CS 7240: Principles of scalable data management:
theory, algorithms and database systems (SP 2021)

Course Description

This course is a graduate-level introduction to the algorithms, core principles, and foundational concepts for managing data at scale. Our goal is to expose students to general abstractions, tools and algorithms developed across various branches of the data management community and to draw relationships between them. The emphasis will be on both, the high-level theoretical intuitions and principles underlying scalable data management, as well as technical details.

Topics include: data models, query languages, worst-case optimal join algorithms, relational algebra, relational calculus, Datalog, query optimization, complexity of big-data analysis, parallel data processing, uncertain and incomplete data, provenance, algebraic structures for factorized representations, linear algebra.

Prerequisites: The course requires standard knowledge of discrete math, algorithms and complexity theory (e.g., from textbooks such as [Ericson'19], [Dasgupta, Papadimitriou, Vazirani'06], [Cormen, Leiserson, Rivest, Stein'09], [Kleinberg, Tardos'05], or [Lehman, Leighton, and Meyer'15].

PhD program: The course fulfills the PhD breath requirements for the Artificial Intelligence and Data Science area.

Administrative Information

Time/location

Instructor: Wolfgang Gatterbauer

Contact: Please use Piazza (via direct access from within Canvas) for all questions related to lectures, coursework, and the project. Notice you can post anonymously to all other students. Alternatively, please use our anonymous feedback form to send me comments anonymously. Please use my email (wgatterbauer@northeastern.edu) for scheduling office hours and everything else.

Coursework/Evaluation

50%: Course project: The main component of this course will be a research project in the latter part of this class. This project can be a new application of one of the techniques presented or theoretically-oriented. The topic will be flexible, allowing students to explore scalable data management and analysis aspects related to their PhD research. This will involve an initial project proposal, an intermediate report, a project presentation and a final report. The final report should resemble a conference paper, and will be evaluated on the basis of soundness, significance, novelty, and clarity. Deliverables and dates are posted on the project page.
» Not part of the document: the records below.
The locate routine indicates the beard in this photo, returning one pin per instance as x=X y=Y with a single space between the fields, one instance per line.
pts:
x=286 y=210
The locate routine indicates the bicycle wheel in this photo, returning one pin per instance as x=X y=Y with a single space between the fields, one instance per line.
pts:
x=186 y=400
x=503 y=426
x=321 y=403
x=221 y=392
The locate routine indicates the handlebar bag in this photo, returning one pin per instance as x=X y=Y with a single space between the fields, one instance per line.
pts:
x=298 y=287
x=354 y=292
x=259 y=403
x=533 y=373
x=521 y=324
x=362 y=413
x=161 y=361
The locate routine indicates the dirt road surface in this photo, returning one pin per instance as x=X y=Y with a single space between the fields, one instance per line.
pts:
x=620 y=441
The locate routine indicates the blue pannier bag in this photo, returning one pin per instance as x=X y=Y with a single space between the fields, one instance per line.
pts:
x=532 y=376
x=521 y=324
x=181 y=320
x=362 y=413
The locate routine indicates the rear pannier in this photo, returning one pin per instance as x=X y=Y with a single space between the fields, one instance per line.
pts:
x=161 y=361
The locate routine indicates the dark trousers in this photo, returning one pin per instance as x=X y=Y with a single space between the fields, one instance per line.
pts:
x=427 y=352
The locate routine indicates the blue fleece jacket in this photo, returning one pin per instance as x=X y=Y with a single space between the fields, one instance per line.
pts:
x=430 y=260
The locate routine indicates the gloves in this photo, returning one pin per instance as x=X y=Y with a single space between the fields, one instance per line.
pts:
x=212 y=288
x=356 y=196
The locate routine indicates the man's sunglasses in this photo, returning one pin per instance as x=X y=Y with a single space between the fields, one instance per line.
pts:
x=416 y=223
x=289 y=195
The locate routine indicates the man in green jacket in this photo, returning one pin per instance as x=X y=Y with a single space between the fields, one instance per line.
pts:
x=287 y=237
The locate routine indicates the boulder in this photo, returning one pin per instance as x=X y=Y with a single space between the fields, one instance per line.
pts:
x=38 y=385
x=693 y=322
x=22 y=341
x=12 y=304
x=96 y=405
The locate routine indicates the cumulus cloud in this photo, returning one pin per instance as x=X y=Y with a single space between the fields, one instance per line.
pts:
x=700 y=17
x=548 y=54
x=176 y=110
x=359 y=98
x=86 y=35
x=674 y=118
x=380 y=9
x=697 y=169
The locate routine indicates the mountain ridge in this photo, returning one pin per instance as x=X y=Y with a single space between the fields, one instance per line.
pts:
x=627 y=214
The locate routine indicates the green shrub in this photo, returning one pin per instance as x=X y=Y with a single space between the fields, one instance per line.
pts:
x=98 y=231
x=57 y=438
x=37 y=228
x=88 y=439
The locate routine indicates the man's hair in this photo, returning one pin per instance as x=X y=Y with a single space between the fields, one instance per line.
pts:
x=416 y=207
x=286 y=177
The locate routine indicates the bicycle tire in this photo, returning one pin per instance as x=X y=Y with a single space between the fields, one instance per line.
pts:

35% 20%: Class scribes: Students take turns in "illustrating" 7 lectures (to be consistent with standard notation we refer to it as "scribing"). Graduate theory classes often ask students to scribe the lecture content. Yet since this graduate course provides well-curated lectures slides, we change the rule of the game. Rather than scribing (repeating and summarizing) the content of the class, the students are asked to "illustrate" some interesting aspect in the covered topics with imaginative and ideally tricky illustrating examples. Those in turn can help other students practice and solidify their understanding of the topics discussed.
Some pedagogic motivation: see videos by Tim Brown on asking questions and reframing problems being key to creativity, Dan Meyer on formulating problem being more important than just solving them, Derek Muller on increasing learning by including possible misconceptions into stories, and an older text of mine of the educational value of temporarily misleading the spectator before giving the correct answer.
Scribes are due 1 week after class at midnight (Tue for Tue classes, Fri for Fri classes) and can be done individually or in teams of two. If you work in teams of two, you are expected to illustrate classes more often. We have a signup sheet in Piazza. You can either use PowerPoint or Latex. For PPTX, please use our PPTX template, name your document "cs7240-sp21-[YOUR NAME]-scribe[NUMBER]-[SOME DESCRIBTIVE TITLE].pptx", and send it to via email using the document name in the subject. For Latex, please use our Overleaf latex template then share it with my Northeastern email with edit rights via Overleaf.

15%: Three assignments: We have three assignments in the first part of this class. Like research projects, assignment solutions must be typeset in LaTeX. I replaced the assignments with more class scribes. Georg Cantor is quoted as saying: "To ask the right question is harder than to answer it." In that spirit, our class scribes are closer to research than assignments. What particular aspect in a class is worthy to be "illustrated"? That's already part of the question.

15%: Class participation: Classes will be interactive and require participation of the students in class (discussing contributions or shortcomings of algorithms covered, small group break-out sessions with exercises). The class provides extensive readings for those interested, yet those are optional unless otherwise stated in class.

Textbooks

The course is based on papers, lectures, chapters from textbooks, and original presentations on scalable algorithms in data management. Pointers to those works are available on the website on a per-topic basis on the calendar page. This class provides a very broad overview and you aren't expected to read all the texts. Yet for those interested to dig deeper, they will provide useful background.

Acknowledgements

This course builds upon the structure and content of several existing great database classes. Some content courtesy to Dan Suciu, Benny Kimelfeld, Phokion Kolaitis, Moshe Vardi, Reinhard Pichler, Chris Re, Jeff Ullman, and Andreas Pieris.